Manufacturing Contracted in August Amid U.S.-China Trade Fears
The Institute for Supply Management (ISM) Manufacturing Index (PMI) declined to 49.1, down from 51.2 in July. That’s below the consensus forecast and the lowest level since January 2016, when the PMI registered at 48.
|Prior||Consensus Forecast||Forecast Range||Actual|
|ISM Manufacturing Index (PMI)||51.2||51.3||50.5 to 53.0||49.1|
This is the first monthly contraction for the PMI since August 2016, when it registered at 49.6. This ends a 35-month expansion period, during which the composite index averaged 56.5%.
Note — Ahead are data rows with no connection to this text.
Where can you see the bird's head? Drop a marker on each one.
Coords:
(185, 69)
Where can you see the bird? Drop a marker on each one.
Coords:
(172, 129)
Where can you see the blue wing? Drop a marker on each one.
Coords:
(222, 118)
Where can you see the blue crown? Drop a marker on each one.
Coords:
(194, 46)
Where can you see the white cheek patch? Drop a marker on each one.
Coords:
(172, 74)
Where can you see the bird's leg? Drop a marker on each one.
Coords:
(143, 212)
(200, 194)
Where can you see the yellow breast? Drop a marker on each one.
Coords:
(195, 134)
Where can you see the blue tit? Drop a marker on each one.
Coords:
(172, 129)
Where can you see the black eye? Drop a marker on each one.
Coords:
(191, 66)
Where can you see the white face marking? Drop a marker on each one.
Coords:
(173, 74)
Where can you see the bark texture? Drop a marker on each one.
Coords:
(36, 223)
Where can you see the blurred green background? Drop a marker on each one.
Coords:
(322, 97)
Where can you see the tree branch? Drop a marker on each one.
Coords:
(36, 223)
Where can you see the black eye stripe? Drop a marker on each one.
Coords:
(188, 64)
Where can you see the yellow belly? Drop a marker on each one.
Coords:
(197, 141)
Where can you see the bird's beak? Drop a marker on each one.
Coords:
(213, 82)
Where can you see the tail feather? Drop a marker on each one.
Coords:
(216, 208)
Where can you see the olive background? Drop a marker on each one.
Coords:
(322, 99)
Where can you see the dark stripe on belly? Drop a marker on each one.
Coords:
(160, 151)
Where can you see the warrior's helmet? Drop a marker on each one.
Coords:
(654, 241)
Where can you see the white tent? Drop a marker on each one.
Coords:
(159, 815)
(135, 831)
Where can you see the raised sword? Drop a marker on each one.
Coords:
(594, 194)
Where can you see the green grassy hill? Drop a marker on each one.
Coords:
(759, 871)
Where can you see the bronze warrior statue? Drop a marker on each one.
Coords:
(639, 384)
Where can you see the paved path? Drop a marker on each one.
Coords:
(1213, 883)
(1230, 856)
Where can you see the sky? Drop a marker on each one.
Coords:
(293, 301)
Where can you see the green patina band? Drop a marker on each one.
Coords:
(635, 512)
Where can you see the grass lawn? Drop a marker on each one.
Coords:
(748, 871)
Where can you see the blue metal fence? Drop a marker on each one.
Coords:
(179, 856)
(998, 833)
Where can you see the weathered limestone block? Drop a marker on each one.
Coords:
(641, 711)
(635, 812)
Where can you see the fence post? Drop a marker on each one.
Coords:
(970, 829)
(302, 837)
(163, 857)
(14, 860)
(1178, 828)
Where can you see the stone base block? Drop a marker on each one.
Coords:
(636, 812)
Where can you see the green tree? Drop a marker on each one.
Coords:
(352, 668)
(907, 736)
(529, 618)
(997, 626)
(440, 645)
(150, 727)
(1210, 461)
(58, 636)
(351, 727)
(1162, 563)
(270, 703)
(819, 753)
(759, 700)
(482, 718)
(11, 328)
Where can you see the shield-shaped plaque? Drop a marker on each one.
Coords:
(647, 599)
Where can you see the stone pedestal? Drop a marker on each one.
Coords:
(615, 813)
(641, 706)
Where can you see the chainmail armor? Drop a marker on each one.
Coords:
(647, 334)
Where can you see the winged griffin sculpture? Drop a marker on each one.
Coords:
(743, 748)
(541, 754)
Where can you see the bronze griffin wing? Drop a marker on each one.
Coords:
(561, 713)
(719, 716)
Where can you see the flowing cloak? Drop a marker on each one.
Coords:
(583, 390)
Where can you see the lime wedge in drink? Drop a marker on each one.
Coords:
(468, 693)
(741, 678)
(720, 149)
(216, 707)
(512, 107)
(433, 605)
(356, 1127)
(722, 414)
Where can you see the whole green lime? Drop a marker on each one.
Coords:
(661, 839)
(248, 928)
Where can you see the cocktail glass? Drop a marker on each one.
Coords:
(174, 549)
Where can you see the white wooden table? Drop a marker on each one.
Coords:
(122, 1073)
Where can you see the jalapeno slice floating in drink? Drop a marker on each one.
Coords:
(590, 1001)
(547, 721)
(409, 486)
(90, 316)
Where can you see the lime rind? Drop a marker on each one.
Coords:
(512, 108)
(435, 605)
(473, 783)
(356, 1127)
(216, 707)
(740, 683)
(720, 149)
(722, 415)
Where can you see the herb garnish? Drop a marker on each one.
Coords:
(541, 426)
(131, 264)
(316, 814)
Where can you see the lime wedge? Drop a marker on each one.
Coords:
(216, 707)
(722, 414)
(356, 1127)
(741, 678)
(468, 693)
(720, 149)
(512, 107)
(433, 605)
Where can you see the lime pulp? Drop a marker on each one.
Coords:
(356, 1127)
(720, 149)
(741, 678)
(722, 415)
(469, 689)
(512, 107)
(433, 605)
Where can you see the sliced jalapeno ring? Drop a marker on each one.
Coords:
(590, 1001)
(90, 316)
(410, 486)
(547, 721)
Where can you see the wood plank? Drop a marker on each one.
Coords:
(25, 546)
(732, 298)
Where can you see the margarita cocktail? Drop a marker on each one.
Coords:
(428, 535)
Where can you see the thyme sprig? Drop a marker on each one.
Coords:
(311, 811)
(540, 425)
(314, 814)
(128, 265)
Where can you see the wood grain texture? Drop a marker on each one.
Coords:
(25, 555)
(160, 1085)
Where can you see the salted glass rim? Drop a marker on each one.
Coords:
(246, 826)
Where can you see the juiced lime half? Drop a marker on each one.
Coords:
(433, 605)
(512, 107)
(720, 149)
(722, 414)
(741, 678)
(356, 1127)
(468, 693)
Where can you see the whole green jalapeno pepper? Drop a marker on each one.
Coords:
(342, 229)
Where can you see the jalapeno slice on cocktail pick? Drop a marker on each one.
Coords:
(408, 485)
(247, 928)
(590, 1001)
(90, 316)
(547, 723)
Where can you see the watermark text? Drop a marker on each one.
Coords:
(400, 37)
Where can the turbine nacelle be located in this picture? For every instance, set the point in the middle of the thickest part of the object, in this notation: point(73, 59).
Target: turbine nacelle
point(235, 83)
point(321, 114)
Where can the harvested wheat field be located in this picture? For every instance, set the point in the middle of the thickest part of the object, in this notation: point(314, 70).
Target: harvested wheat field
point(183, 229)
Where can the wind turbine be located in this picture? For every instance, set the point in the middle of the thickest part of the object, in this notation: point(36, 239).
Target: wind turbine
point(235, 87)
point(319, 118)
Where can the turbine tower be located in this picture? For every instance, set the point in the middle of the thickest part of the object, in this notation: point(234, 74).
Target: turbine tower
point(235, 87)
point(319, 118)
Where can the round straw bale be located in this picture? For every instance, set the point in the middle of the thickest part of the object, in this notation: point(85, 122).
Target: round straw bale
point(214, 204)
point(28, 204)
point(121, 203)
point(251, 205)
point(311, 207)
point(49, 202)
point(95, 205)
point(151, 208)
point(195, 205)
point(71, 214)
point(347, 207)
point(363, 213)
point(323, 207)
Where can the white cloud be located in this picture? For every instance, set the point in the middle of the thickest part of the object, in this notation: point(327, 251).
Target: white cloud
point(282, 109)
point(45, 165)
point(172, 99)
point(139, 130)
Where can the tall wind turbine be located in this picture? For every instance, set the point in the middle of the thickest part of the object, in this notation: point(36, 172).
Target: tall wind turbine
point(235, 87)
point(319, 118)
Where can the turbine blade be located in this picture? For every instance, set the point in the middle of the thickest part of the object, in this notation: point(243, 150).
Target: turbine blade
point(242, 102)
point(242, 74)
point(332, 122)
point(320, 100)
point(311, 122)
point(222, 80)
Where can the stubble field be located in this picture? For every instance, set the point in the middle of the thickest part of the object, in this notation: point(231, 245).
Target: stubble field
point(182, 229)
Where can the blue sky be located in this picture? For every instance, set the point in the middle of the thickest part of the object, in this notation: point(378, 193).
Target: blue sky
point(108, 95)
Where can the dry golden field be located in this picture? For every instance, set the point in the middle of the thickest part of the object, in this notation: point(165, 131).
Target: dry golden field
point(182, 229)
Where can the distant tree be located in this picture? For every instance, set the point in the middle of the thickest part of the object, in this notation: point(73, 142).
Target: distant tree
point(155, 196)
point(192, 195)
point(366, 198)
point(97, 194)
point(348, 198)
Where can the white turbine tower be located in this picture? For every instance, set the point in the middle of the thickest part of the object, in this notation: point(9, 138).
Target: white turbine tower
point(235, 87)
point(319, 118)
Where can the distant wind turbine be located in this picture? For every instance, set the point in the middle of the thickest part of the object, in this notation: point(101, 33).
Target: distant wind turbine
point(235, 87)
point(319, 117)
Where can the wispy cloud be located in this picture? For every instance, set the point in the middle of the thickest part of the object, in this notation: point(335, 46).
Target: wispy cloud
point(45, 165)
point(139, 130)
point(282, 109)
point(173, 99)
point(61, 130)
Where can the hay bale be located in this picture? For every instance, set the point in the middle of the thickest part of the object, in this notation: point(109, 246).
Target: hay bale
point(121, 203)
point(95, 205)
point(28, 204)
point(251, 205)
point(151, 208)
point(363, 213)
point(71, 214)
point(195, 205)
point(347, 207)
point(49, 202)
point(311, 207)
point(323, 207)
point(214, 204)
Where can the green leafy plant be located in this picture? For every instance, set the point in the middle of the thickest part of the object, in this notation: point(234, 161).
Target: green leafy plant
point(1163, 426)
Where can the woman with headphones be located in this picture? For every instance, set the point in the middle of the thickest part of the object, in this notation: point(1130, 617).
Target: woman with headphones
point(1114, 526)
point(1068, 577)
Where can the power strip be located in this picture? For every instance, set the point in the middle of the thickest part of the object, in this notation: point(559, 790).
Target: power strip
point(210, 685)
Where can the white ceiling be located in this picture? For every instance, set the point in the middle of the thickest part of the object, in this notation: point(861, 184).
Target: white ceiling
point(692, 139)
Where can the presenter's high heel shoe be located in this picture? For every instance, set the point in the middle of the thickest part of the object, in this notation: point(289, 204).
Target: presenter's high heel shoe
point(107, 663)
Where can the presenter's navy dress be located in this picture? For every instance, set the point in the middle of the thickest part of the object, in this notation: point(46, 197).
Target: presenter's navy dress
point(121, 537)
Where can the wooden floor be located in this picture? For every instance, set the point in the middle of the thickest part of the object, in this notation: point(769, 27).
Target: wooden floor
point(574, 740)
“Respondents expressed slightly more concern about U.S.-China trade turbulence, but trade remains the most significant issue, indicated by the strong contraction in new export orders,” Timothy R. Fiore, CPSM, C.P.M., Chair of the ISM Manufacturing Business Survey Committee, said.
“Respondents continued to note supply chain adjustments as a result of moving manufacturing from China,” he added. “Overall, sentiment this month declined and reached its lowest level in 2019.”
However, while the reading will fuel recent media cheerleading for a recession, it is far from supported by historical data.
A PMI above 42.9% over a prolonged period of time generally indicates an expansion of the U.S. economy. As a result, the dip in the August PMI still indicates growth for the 124th consecutive month in the overall economy.
The past relationship between the PMI and the overall economy indicates that the PMI for August (49.1%) corresponds to a 1.8-percent increase in real gross domestic product (GDP) on an annualized basis,” Mr. Fiore noted.